Dudley Herschbach on Ben Franklin and the Ig Nobels

Dale Singer of the St. Louis Beacon reports about Dudley Herschbach’s talk:

What does Beano, the infamous anti-flatulence treatment, have in common with Dasani, the bottled water with the exotic-sounding name? Both have figured into the Ig Nobel Prizes, those pseudo-silly-scientific awards that, according to their website, are designed to honor achievements that first make people laugh, and then make them think. And some winners have also been recipients of their better-known and considerably more serious cousin, the Nobel Prizes for science.

A big fan of the Ig Nobels, Harvard emeritus professor Dudley Herschbach – one of the three winners of the 1986 Nobel Prize in chemistry for their “contributions concerning the dynamics of chemical elementary processes” – talked about them at Washington University’s Graham Chapel Wednesday in an address titled “Silly Serious Science”….

To show that the Ig Nobels carry on a long tradition of mixing science with silliness, Herschbach concluded with a 1780 proposal from Benjamin Franklin, who showed he was far ahead of his time.

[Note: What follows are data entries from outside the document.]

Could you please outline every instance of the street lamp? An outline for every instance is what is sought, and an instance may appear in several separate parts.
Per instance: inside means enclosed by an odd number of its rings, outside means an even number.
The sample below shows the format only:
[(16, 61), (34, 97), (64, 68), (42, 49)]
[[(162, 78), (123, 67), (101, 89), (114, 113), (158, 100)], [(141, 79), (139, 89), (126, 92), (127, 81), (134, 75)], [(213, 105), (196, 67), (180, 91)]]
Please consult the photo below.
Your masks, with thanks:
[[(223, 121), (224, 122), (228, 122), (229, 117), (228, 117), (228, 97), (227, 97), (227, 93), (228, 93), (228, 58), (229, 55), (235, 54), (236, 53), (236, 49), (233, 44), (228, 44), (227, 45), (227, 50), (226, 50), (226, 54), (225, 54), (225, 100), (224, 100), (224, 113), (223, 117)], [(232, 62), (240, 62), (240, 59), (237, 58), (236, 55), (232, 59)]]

“It is universally well known,” Herschbach quoted Franklin as postulating, “that in digesting our food, there is created in the bowels of human creatures a great quantity of wind. My prize question: To discover some drug wholesome and not disagreeable, to be mix’d with our common food, that shell render the natural discharges of wind from our bodies not only inoffensive, but agreeable as perfumes.”